My final stop was to a small, unremarkable room with a metal work table in its center and potted plants crammed into small gaps of shelving space around the walls.
“What we’re doing here is looking for the long duration aspects of food production, the next steps after veggie and APH,” said Ralph Fritsche, the Kennedy food production project manager. “APH is really a research platform and Veggie was kind of the first steps of trying to grow crops, but the focus of the research in this room is to develop something that’s actually going to supplement the crew’s diet.”
As Fritsche pointed out, growing small batches of lettuce on the ISS is great, but so far NASA hasn’t managed to produce enough plant matter to really make eating lettuce anything more than a novelty for the crew. To actually produce vegetables that will supplement the crew’s freeze-dried diet, both on the ISS and eventually on the surface of Mars, Fritsche and his colleagues have to figure out a way to mass produce vegetables in space.
This is trickier than it sounds for a number of reasons. In the first place, water flows differently in space. On earth, water will be pulled towards a plant’s roots, but in space, water will ball up and not be distributed evenly for the plant. Also, since liquids tend to ball up in microgravity, this also prevents effective oxygen flow to the plant. According to Fritsche, NASA is working on a couple of solutions to this problem of oxygen and water systems for plants in microgravity. One is an active system which essentially pumps water to the desired locations within a grow area.

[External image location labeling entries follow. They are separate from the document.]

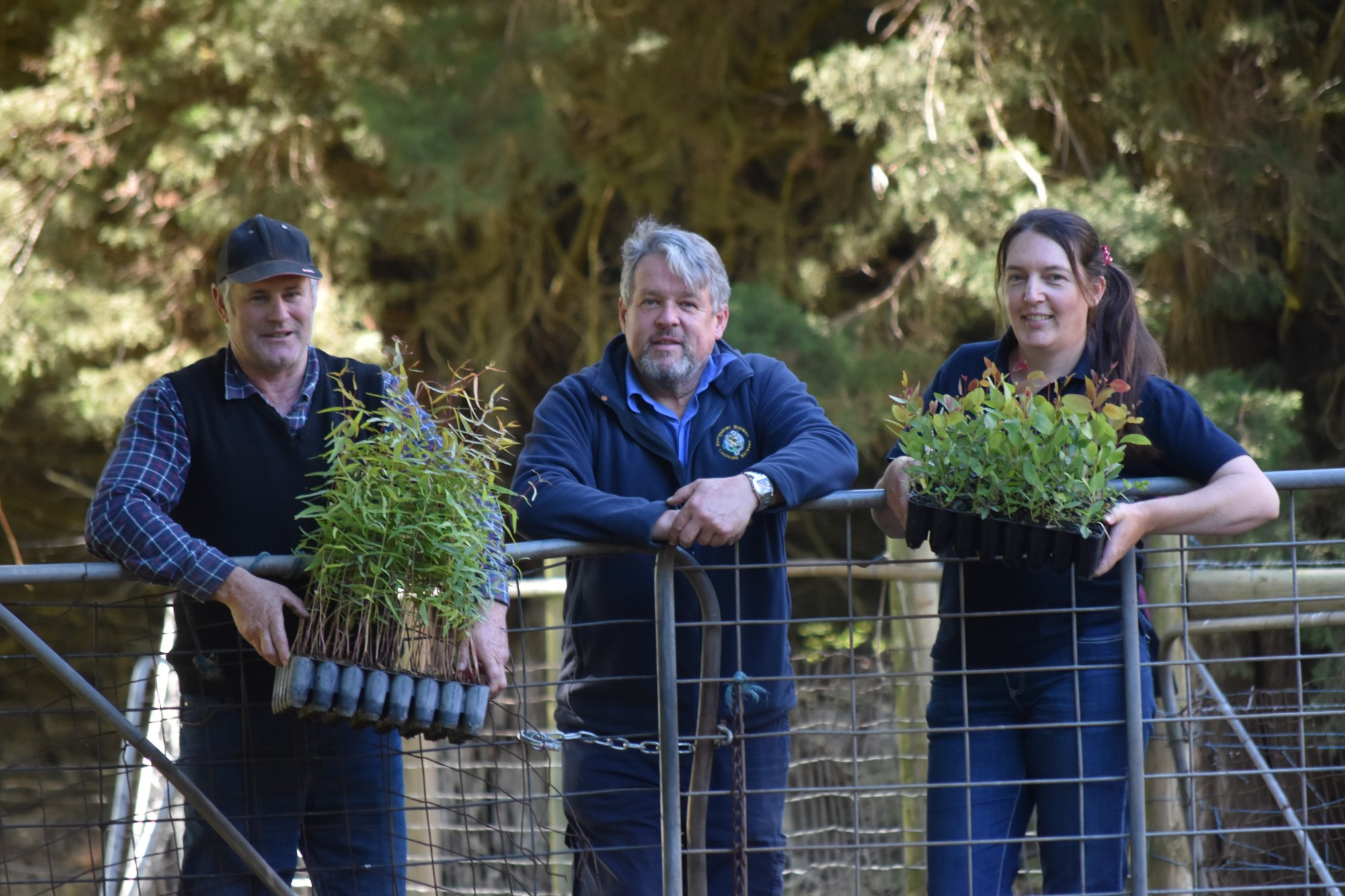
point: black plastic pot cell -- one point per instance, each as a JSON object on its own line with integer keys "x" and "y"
{"x": 1012, "y": 542}
{"x": 372, "y": 700}
{"x": 349, "y": 689}
{"x": 1063, "y": 546}
{"x": 326, "y": 677}
{"x": 1090, "y": 552}
{"x": 400, "y": 694}
{"x": 424, "y": 706}
{"x": 992, "y": 533}
{"x": 451, "y": 698}
{"x": 941, "y": 529}
{"x": 293, "y": 685}
{"x": 474, "y": 710}
{"x": 966, "y": 533}
{"x": 918, "y": 521}
{"x": 1039, "y": 548}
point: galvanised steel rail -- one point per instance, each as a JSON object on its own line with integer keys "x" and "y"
{"x": 668, "y": 563}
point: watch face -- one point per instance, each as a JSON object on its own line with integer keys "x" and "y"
{"x": 763, "y": 487}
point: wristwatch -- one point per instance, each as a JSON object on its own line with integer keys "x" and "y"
{"x": 763, "y": 489}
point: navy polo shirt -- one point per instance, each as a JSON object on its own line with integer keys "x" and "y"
{"x": 1188, "y": 444}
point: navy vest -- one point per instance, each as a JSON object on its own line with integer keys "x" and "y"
{"x": 244, "y": 487}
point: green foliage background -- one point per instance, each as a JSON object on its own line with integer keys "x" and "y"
{"x": 467, "y": 171}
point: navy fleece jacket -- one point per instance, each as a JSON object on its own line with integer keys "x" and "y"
{"x": 591, "y": 470}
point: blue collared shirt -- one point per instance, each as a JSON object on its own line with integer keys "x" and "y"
{"x": 128, "y": 518}
{"x": 679, "y": 428}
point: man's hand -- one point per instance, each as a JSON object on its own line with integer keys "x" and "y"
{"x": 259, "y": 608}
{"x": 1128, "y": 525}
{"x": 896, "y": 486}
{"x": 490, "y": 643}
{"x": 714, "y": 512}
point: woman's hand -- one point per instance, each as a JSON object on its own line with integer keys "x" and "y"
{"x": 896, "y": 485}
{"x": 1237, "y": 498}
{"x": 1128, "y": 524}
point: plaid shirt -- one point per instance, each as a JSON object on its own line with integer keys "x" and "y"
{"x": 128, "y": 518}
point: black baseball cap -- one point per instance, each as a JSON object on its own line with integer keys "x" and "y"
{"x": 263, "y": 248}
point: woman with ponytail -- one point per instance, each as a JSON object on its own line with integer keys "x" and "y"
{"x": 1027, "y": 696}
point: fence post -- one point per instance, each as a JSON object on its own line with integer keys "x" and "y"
{"x": 1135, "y": 725}
{"x": 1174, "y": 868}
{"x": 670, "y": 776}
{"x": 137, "y": 737}
{"x": 915, "y": 608}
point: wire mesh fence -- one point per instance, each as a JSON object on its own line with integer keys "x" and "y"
{"x": 1243, "y": 704}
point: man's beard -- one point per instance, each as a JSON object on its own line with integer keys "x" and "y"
{"x": 668, "y": 377}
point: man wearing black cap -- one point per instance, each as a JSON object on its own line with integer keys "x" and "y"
{"x": 210, "y": 464}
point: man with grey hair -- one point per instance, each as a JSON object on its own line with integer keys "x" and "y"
{"x": 213, "y": 463}
{"x": 676, "y": 438}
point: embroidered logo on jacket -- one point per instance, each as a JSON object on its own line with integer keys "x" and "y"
{"x": 734, "y": 443}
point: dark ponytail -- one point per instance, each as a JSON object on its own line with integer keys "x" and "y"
{"x": 1118, "y": 342}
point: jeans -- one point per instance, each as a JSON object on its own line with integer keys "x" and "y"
{"x": 293, "y": 786}
{"x": 613, "y": 807}
{"x": 1074, "y": 774}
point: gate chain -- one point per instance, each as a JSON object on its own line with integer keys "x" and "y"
{"x": 740, "y": 801}
{"x": 555, "y": 739}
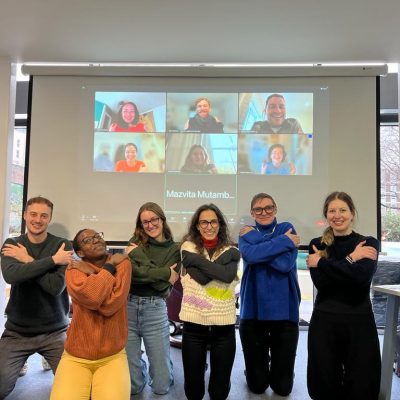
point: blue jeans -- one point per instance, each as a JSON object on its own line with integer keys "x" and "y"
{"x": 147, "y": 320}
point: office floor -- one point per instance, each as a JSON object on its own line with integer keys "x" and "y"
{"x": 36, "y": 384}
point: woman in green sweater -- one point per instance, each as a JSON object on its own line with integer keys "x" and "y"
{"x": 154, "y": 256}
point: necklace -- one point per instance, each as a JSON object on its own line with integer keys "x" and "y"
{"x": 267, "y": 234}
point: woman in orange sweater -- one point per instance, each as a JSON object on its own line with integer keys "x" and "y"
{"x": 94, "y": 363}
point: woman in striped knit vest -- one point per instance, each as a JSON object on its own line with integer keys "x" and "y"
{"x": 94, "y": 363}
{"x": 208, "y": 310}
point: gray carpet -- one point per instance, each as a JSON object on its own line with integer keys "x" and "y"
{"x": 36, "y": 384}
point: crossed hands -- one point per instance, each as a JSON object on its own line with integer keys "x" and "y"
{"x": 174, "y": 275}
{"x": 294, "y": 238}
{"x": 312, "y": 259}
{"x": 362, "y": 251}
{"x": 17, "y": 251}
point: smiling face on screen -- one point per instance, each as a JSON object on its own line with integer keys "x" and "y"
{"x": 276, "y": 111}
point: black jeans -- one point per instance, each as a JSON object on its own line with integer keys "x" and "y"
{"x": 16, "y": 348}
{"x": 269, "y": 349}
{"x": 343, "y": 357}
{"x": 222, "y": 344}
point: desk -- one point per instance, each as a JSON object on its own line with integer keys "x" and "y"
{"x": 392, "y": 312}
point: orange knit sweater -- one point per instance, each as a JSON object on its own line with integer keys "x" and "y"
{"x": 99, "y": 326}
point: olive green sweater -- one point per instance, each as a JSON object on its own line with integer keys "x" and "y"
{"x": 151, "y": 267}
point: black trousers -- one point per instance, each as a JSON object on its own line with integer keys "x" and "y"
{"x": 343, "y": 357}
{"x": 269, "y": 349}
{"x": 222, "y": 344}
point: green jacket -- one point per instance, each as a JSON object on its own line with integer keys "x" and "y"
{"x": 151, "y": 267}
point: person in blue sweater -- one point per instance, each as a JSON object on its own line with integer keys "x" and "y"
{"x": 270, "y": 298}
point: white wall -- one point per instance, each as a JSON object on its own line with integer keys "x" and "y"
{"x": 7, "y": 102}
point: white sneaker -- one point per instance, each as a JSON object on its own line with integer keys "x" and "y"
{"x": 45, "y": 365}
{"x": 24, "y": 369}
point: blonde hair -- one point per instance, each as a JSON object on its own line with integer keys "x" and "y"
{"x": 327, "y": 236}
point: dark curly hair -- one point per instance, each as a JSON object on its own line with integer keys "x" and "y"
{"x": 194, "y": 235}
{"x": 140, "y": 236}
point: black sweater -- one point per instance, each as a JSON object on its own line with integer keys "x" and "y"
{"x": 343, "y": 287}
{"x": 39, "y": 301}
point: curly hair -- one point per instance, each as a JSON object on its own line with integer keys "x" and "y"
{"x": 194, "y": 235}
{"x": 140, "y": 236}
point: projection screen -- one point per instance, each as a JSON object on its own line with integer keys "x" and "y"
{"x": 79, "y": 151}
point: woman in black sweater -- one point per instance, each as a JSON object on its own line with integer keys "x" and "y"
{"x": 343, "y": 347}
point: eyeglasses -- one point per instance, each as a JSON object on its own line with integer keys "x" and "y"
{"x": 90, "y": 239}
{"x": 204, "y": 223}
{"x": 154, "y": 221}
{"x": 259, "y": 210}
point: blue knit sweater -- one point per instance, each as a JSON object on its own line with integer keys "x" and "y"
{"x": 269, "y": 289}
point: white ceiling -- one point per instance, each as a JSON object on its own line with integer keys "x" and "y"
{"x": 203, "y": 31}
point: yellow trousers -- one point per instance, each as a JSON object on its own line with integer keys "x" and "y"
{"x": 80, "y": 379}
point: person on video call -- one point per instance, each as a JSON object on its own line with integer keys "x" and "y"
{"x": 276, "y": 121}
{"x": 127, "y": 119}
{"x": 203, "y": 122}
{"x": 130, "y": 164}
{"x": 276, "y": 163}
{"x": 198, "y": 162}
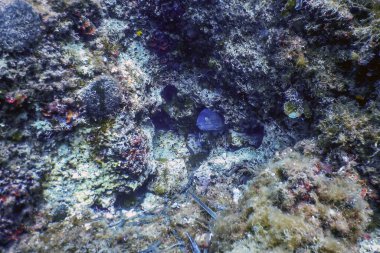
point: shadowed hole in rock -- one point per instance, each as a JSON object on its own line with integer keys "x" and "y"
{"x": 169, "y": 93}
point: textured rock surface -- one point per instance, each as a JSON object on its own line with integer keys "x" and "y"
{"x": 102, "y": 113}
{"x": 102, "y": 98}
{"x": 19, "y": 25}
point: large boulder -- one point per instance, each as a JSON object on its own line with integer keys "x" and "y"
{"x": 102, "y": 98}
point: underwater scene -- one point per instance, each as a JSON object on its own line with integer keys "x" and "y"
{"x": 193, "y": 126}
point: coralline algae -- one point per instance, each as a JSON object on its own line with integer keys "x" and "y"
{"x": 209, "y": 120}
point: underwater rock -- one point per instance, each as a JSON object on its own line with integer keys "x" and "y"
{"x": 102, "y": 98}
{"x": 257, "y": 135}
{"x": 19, "y": 25}
{"x": 60, "y": 213}
{"x": 18, "y": 191}
{"x": 209, "y": 120}
{"x": 169, "y": 92}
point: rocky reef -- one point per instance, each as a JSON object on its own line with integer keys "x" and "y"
{"x": 206, "y": 125}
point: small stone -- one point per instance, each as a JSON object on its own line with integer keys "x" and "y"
{"x": 60, "y": 213}
{"x": 209, "y": 120}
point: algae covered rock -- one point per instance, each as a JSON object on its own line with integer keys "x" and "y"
{"x": 102, "y": 98}
{"x": 296, "y": 203}
{"x": 19, "y": 25}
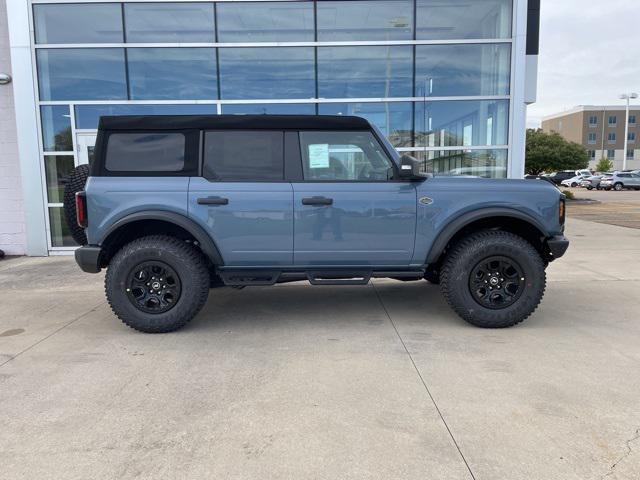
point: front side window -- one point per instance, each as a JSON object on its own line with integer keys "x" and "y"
{"x": 250, "y": 156}
{"x": 145, "y": 152}
{"x": 343, "y": 156}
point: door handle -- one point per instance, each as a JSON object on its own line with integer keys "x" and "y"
{"x": 213, "y": 201}
{"x": 317, "y": 201}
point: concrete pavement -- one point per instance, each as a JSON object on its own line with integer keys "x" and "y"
{"x": 293, "y": 381}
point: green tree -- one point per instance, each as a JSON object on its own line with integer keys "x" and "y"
{"x": 549, "y": 152}
{"x": 604, "y": 165}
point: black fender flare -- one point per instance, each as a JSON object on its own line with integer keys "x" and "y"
{"x": 457, "y": 224}
{"x": 207, "y": 245}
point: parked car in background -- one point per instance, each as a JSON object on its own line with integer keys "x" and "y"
{"x": 621, "y": 180}
{"x": 540, "y": 177}
{"x": 592, "y": 182}
{"x": 559, "y": 177}
{"x": 573, "y": 181}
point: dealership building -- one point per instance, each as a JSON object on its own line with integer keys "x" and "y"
{"x": 447, "y": 81}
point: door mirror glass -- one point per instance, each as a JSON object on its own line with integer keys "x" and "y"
{"x": 410, "y": 169}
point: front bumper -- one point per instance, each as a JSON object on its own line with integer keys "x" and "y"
{"x": 88, "y": 258}
{"x": 557, "y": 245}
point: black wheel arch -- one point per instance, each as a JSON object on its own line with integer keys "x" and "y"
{"x": 498, "y": 218}
{"x": 152, "y": 222}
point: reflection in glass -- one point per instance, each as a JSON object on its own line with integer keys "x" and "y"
{"x": 172, "y": 73}
{"x": 462, "y": 123}
{"x": 56, "y": 168}
{"x": 60, "y": 234}
{"x": 266, "y": 72}
{"x": 78, "y": 23}
{"x": 56, "y": 128}
{"x": 462, "y": 19}
{"x": 87, "y": 116}
{"x": 394, "y": 119}
{"x": 81, "y": 74}
{"x": 271, "y": 108}
{"x": 169, "y": 22}
{"x": 459, "y": 70}
{"x": 265, "y": 22}
{"x": 360, "y": 72}
{"x": 365, "y": 20}
{"x": 479, "y": 163}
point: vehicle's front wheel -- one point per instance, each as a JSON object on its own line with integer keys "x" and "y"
{"x": 493, "y": 279}
{"x": 157, "y": 284}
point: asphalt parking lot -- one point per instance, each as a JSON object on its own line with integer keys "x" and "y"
{"x": 297, "y": 382}
{"x": 613, "y": 208}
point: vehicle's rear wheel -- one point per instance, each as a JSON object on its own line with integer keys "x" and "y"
{"x": 493, "y": 279}
{"x": 157, "y": 284}
{"x": 74, "y": 183}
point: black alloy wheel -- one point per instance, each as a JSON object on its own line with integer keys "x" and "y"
{"x": 496, "y": 282}
{"x": 153, "y": 287}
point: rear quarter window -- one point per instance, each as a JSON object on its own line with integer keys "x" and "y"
{"x": 146, "y": 152}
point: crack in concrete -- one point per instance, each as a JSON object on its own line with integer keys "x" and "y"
{"x": 424, "y": 383}
{"x": 626, "y": 454}
{"x": 52, "y": 333}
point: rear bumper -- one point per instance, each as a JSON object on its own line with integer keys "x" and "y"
{"x": 557, "y": 245}
{"x": 88, "y": 258}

The other is passive and based on a 3D printed nylon substrate that NASA has developed with researchers at Utah State. This is basically a cube that is made up of a bunch of densely packed triangles. Seeds are then placed on top of this cube and water is allowed into the system. Nylon is hydrophilic so the structure attracts the water and because of the way the cube is designed, the water disperses to the corners of the triangles and is kept there by surface tension. This allows for even distribution of water droplets for the plant’s roots, as well as allowing air to flow to the plant through the vacant space in the triangles that make up the substrate.
“If we get good results after testing this in parabolic or suborbital flight, we’ll try to fly this to the space station,” said Fritsche.
According to Fritsche, growing vegetables on the surface of Mars will be slightly less problematic than growing them in orbit. Even though Mars only has about a third of the gravity found on Earth, for the purposes of space farming and figuring out things like water flow, it is essentially the same.
Still, Fritsche and his colleagues want the most bang for their buck, which means figuring out how to maximize the amount of plant matter that can be grown in confined areas like those that are found on the space station and eventually, Martian greenhouses. This has led them to explore microgreens, which is an umbrella term for regular vegetables that are eaten long before they’re mature, usually just a few weeks after sprouting. Since these vegetables are so small, grow relatively fast, are nutritionally rich and full of flavor, they make the most sense for supplementing astronaut’s diets.
Fritsche imagined a future in which technologies like the 3D printed plant substrate and the APH automated farming system are combined to provide future Martians with a buffet of fresh microgreens. But despite the promise of combining NASA’s farming technologies, he said it is unlikely that astronauts will ever be able to entirely ditch freeze-dried cuisine.
“I don’t think we’re going to get to a point that you’re going to be able to offset the bulk of your nutrition with something you make on the way to Mars or the Moon,” Fritsche said. “The key is that there are certain nutrients that degrade over time to the point you kind of have to make them along the way. Really what we’re looking at is nutritional support, but I think it’s likely that astronauts will continue to bring the bulk of food with them.”